A un moment, la conversation devient surréaliste :
« Votre religion ?
— Aucune, Mon Lieutenant.
—Vous avez été baptisé ?
— Oui, Mon Lieutenant ; mais je n’ai ni communié, ni quoi que ce soit d’autre.
—Vous êtes baptisé, donc vous êtes catholique.
— Je suis baptisé, Mon Lieutenant, mais je ne suis pas croyant.
— Je vais mettre «catholique non pratiquant ».
(Tu pourrais aussi bien écrire musulman, bouddhiste ou zoroastrien non pratiquant, mon bonhomme, pensé-je.)
D’une laïcité intransigeante, j’enfonce le clou :
— Non seulement je ne pratique pas, mais je ne crois pas, Mon Lieutenant.
—Vous êtes catholique, mais vous avez abjuré votre foi. Catholique non pratiquant », fait le lieutenant d’un ton définitif. »
Je n’insiste pas. Il a prononcé le mot « abjuré » sur un ton tel qu’il me semble avoir été accusé de trahison à ma foi par un nonce apostolique. Un bûcher est prévu pour moi dans la cour ? Mais peut-être que cet échange théologique de haut niveau se résume à savoir si j’accepterai d’ingérer des rations de combat pouvant comporter du porc…
Pour finir, le lieutenant en vient à l’objet principal de notre entrevue. Il me demande dans quelle section je veux être versé. Je réponds que je désire passer mon permis poids lourd. Comme je suis nanti d’un diplôme bac+4, le lieutenant ne veut pas concevoir que je refuse de devenir un gradé. Je trouve un prétexte fumeux pour justifier mon choix. Je commence à me perdre dans des explications absconses ; l’officier me coupe et m’invite à la concision, avec un léger sourire mais beaucoup d’autorité. C’est à ce moment que je sais à quel point l’armée a moins de goût pour les circonlocutions et les digressions que le monde universitaire.

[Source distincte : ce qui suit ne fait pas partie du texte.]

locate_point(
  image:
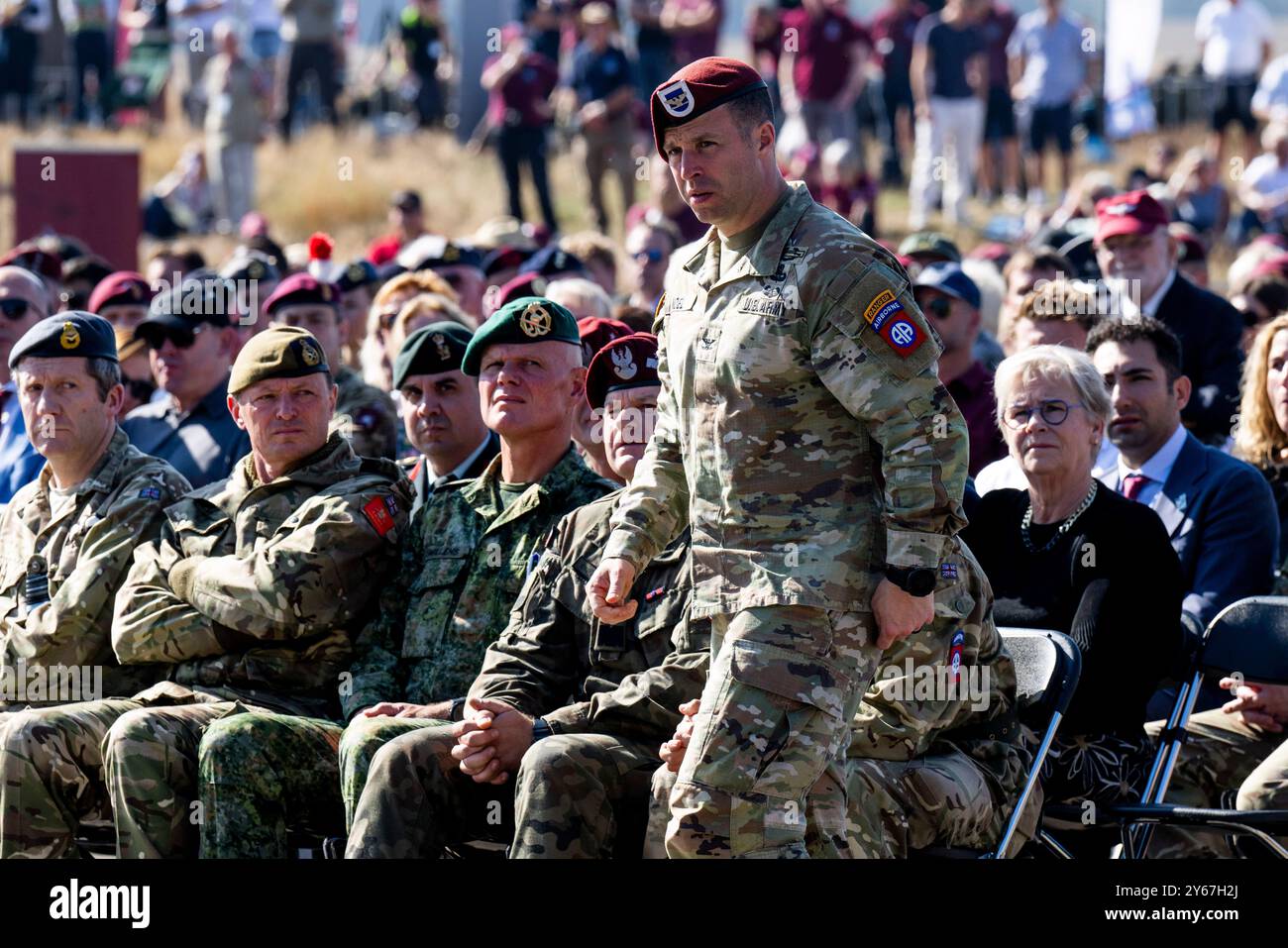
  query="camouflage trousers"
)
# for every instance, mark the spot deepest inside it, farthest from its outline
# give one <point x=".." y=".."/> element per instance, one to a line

Même chez les officiers. En quelques mots, je donne au lieutenant une réponse totalement farfelue, mais dont la virile concision semble le satisfaire.
Cependant, l’officier m’indique que mon choix ne présage en rien de mon affectation, et qu’il se réserve le droit de m’imposer le PEG s’il le juge bon. Arborant un sourire qui m’exaspère, le lieutenant m’informe que je peux disposer. Après un salut, je m’exécute au petit bonheur, car à ce stade, nous sommes encore trop maladroits pour qu’il ait été jugé opportun de nous apprendre toutes les finesses du « demi-tour, droit ! ».
J’espère que mon vœu sera respecté, mais je n’y compte guère. Je rejoins un couloir orné de photographies représentant des chars soviétiques. Il y a aussi, encadré près du bureau du lieutenant, un texte du général McArthur. Cela parle de la jeunesse, le plus précieux des biens, et de la nécessité qu’il y a de le conserver jusqu’à la fin de ses jours. Lorsque j’ai fini de le lire, le dernier des appelés sort du bureau du lieutenant. Nous nous sourions.